90% of the time the desirable quality of TLS traffic is authentication of the server, not encryption. Encryption only really comes handy when confidential information and authentication credentials get exchanged.
Now if you provide authentication by other means, and confidentiality of the traffic not important, plain text protocols make sense because it enables caching proxy.
Typical use case: software updates distributed as signed packages. The information isn't very confidential, and using plain HTTP enables the usage of a caching local proxy.
> 90% of the time the desirable quality of TLS traffic is authentication of the server, not encryption.
Authentication of the server is not sufficient, you also have to authenticate every message as having a valid checksum and signature.
>Typical use case: software updates distributed as signed packages
This is a specific use-case because the package checksums are verified before any of the code is executed (unlike injected javascript to webpages). Also the checksum is usually obtained from the package server, so if SSL is broken the checksum can be spoofed as well.
> Do you perhaps mean "cryptography" rather than "encryption"?
That's true the poster said authentication of the server, if you sign every message cryptographically, you'll be able to detect message tampering. I should edit that.
>Encryption only really comes handy when confidential information and authentication credentials get exchanged.
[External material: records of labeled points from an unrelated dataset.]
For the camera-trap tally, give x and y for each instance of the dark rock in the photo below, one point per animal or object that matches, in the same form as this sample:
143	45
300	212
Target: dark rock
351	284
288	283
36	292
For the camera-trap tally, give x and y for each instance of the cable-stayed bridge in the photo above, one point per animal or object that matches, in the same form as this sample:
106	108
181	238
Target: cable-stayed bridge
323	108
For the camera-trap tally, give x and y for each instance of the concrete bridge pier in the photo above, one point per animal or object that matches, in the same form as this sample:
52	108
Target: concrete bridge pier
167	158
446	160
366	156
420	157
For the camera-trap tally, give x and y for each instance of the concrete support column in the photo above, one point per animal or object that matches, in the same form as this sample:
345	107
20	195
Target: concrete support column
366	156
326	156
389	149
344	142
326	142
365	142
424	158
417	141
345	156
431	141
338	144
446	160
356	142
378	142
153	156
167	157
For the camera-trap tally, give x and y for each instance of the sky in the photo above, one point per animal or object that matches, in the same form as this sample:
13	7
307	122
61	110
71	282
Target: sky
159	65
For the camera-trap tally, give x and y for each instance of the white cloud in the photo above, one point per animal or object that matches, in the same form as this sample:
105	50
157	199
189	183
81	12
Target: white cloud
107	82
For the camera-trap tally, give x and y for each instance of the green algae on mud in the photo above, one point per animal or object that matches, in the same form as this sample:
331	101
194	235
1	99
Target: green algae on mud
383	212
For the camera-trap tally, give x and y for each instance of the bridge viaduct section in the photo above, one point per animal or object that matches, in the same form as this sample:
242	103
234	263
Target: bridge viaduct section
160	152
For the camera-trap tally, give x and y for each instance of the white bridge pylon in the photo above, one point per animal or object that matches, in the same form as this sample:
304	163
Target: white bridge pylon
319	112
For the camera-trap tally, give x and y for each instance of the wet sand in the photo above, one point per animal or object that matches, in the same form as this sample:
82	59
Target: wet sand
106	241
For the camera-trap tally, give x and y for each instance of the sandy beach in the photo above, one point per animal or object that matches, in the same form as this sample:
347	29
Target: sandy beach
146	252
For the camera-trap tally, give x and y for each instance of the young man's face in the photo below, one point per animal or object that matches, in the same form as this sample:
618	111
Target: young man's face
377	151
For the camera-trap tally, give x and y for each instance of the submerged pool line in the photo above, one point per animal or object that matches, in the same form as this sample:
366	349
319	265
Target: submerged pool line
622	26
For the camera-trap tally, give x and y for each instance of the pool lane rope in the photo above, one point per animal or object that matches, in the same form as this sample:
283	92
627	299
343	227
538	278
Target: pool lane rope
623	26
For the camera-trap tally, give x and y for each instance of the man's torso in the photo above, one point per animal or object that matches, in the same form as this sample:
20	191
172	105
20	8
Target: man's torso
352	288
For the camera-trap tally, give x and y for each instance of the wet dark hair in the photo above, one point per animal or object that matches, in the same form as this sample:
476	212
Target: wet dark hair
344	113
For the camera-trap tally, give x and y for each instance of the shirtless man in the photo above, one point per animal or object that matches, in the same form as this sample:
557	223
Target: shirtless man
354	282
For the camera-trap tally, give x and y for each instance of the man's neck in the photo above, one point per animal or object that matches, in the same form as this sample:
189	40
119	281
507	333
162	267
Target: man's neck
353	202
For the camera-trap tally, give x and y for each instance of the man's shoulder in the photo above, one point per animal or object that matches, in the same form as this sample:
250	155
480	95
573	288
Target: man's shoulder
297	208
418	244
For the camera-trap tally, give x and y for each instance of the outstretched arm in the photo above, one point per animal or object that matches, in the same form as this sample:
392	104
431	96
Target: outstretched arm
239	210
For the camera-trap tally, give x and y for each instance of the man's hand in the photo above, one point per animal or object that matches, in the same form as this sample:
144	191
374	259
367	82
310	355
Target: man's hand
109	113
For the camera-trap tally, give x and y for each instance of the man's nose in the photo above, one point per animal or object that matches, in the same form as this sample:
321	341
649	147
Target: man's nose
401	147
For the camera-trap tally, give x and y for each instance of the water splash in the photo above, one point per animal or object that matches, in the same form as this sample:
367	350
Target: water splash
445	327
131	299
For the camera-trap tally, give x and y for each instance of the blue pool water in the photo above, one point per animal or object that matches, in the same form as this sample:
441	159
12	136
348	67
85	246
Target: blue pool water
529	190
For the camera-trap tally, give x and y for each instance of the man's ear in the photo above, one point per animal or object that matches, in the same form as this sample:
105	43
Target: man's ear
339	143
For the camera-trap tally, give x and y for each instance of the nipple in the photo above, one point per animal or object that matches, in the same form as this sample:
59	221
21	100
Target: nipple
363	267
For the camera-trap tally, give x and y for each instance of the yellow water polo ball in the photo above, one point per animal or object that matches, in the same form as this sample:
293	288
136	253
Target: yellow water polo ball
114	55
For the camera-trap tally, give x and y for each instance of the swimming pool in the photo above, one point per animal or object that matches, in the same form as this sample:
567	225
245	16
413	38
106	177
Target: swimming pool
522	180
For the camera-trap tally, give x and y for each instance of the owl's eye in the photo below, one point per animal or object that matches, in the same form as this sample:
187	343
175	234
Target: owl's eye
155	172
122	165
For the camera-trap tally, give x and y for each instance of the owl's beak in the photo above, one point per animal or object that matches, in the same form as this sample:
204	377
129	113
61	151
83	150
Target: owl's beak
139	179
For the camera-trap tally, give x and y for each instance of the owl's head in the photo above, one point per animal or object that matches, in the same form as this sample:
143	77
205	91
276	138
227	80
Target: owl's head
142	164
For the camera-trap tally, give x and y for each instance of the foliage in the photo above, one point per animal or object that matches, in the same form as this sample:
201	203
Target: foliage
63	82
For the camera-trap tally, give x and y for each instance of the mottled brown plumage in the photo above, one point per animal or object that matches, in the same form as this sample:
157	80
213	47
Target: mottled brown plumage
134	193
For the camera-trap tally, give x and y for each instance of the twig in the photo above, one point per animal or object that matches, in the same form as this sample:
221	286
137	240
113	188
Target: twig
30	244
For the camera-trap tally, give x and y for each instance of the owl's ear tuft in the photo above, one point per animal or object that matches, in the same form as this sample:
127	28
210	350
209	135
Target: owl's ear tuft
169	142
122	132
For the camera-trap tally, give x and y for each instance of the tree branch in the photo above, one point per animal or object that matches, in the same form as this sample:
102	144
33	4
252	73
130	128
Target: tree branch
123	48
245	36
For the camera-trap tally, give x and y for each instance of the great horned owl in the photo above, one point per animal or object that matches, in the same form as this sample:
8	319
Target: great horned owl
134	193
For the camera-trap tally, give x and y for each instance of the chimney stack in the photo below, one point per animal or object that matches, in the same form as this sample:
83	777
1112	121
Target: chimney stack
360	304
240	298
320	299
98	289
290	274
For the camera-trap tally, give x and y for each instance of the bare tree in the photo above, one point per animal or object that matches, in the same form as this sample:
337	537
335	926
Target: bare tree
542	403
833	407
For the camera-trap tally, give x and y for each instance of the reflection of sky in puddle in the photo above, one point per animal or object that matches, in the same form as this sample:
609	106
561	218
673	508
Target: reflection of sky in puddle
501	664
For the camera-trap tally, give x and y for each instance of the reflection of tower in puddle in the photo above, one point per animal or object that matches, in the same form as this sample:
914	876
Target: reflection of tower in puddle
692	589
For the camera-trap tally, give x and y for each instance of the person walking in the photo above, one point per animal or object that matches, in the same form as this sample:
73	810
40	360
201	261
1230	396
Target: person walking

It's 2015 and we have quad-core processors in phones that are faster than my laptop. What reason can anyone possibly have to not at least strive to encrypt everything? When is it advantageous to not encrypt?
Now if you provide authentication by other means, and confidentiality of the traffic not important, plain text protocols make sense because it enables caching proxy.
Typical use case: software updates distributed as signed packages. The information isn't very confidential, and using plain HTTP enables the usage of a caching local proxy.